Continuous Random Variables
Table of Contents
1. Continuous Random Variables
Realize that for a continuous probability distribution, it doesn’t make sense to consider the probability of a random variable at a point \(\mathbb{P}[X=a]\), because since there are infinite points, the probability for any individual one of them would be zero. Therefore, instead of specifying \(\mathbb{P}[X=a]\), we specify \(\mathbb{P}[a \leq X \leq b]\) for intervals \([a,b]\).
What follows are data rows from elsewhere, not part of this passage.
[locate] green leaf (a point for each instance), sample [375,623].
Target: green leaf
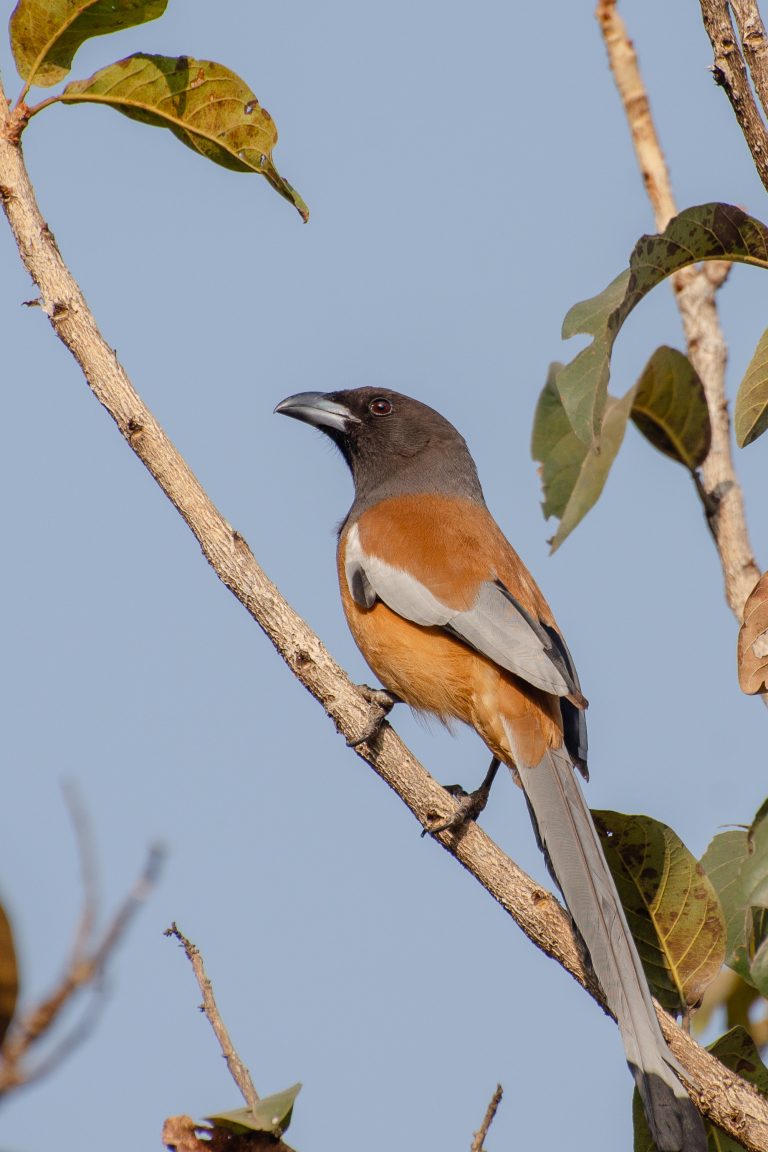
[671,907]
[670,408]
[572,476]
[8,975]
[45,35]
[722,862]
[205,105]
[737,1051]
[272,1114]
[759,967]
[753,641]
[751,410]
[754,870]
[711,232]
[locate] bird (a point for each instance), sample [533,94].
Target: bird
[451,622]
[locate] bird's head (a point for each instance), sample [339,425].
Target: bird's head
[393,444]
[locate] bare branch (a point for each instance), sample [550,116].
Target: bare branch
[487,1120]
[694,290]
[730,73]
[236,1067]
[732,1104]
[754,43]
[83,971]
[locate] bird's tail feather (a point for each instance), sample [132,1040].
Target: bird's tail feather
[571,847]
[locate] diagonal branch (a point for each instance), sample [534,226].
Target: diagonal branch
[754,43]
[696,295]
[730,73]
[237,1069]
[732,1104]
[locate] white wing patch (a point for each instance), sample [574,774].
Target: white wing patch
[369,578]
[493,626]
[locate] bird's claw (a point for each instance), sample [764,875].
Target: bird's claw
[469,804]
[380,705]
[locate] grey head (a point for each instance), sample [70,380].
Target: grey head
[394,445]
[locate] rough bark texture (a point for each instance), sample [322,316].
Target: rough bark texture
[754,42]
[729,1101]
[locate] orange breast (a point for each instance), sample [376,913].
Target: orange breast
[428,668]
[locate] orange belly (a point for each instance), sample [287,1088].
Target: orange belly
[435,673]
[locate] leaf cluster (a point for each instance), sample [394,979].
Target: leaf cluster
[205,105]
[687,918]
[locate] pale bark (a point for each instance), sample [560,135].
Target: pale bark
[724,1098]
[696,294]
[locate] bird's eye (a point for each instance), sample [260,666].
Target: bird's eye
[380,407]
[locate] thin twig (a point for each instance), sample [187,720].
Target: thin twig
[83,971]
[730,73]
[694,292]
[487,1120]
[727,1099]
[236,1067]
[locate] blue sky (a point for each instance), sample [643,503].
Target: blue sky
[470,176]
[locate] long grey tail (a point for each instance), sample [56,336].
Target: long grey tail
[570,843]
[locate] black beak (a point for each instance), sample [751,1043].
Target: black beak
[318,409]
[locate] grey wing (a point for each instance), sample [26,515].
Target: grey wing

To do this, we consider continuous random variables with a probability density function (PDF), which is a function \(f: \mathbb{R} \to \mathbb{R}\) such that:
\begin{align} \boxed{\mathbb{P}[a\leq X \leq b] = \int_{a}^{b}f(x)\text{ d}x} \end{align}for all \(a < b\). This function must satisfy the following two properties:
- \(f(x) \geq 0\) for all \(x \in \mathbb{R}\)
- \(\int_{-\infty}^{\infty}f(x)\text{ d}x = 1\)
1.1. Cumulative Distribution Function
The cumulative distribution function (CDF) is the function \(F(x) = \mathbb{P}[X\leq x]\), and is related to the probability density function like so:
\begin{align} F(x) = \mathbb{P}[X\leq x] = \int_{-\infty}^xf(z)\text{ d}z \end{align}Then, if we can describe a random variable \(X\) with its CDF, denoted by \(F(x)\), we can differentiate it to get our probability density function:
\begin{align} f(x)=\frac{\text{d}F(x)}{\text{d}x} \end{align}1.2. Expectation and Variance
The expectation of a continuous random variable \(X\) with probability density function \(f\) is:
\begin{align} \boxed{\mathbb{E}[X] = \int_{-\infty}^{\infty}xf(x)\text{d}x} \end{align}The variance of a continuous random variable \(X\) with probability density function \(f\) is:
\begin{align} \boxed{\text{Var}(X) = \int_{-\infty}^{\infty}(x-\mathbb{E}[X])^2f_X(x)\text{ d}x} \end{align}The equivalent expression \(\mathbb{E}[X^2] - \mu^2\) also works in the continuous case.
1.3. Joint Density
Just like how the distribution of a continuous random variable \(X\) can be characterized by its density function, the joint distribution of \(X\) and \(Y\) can be characterized by their joint density.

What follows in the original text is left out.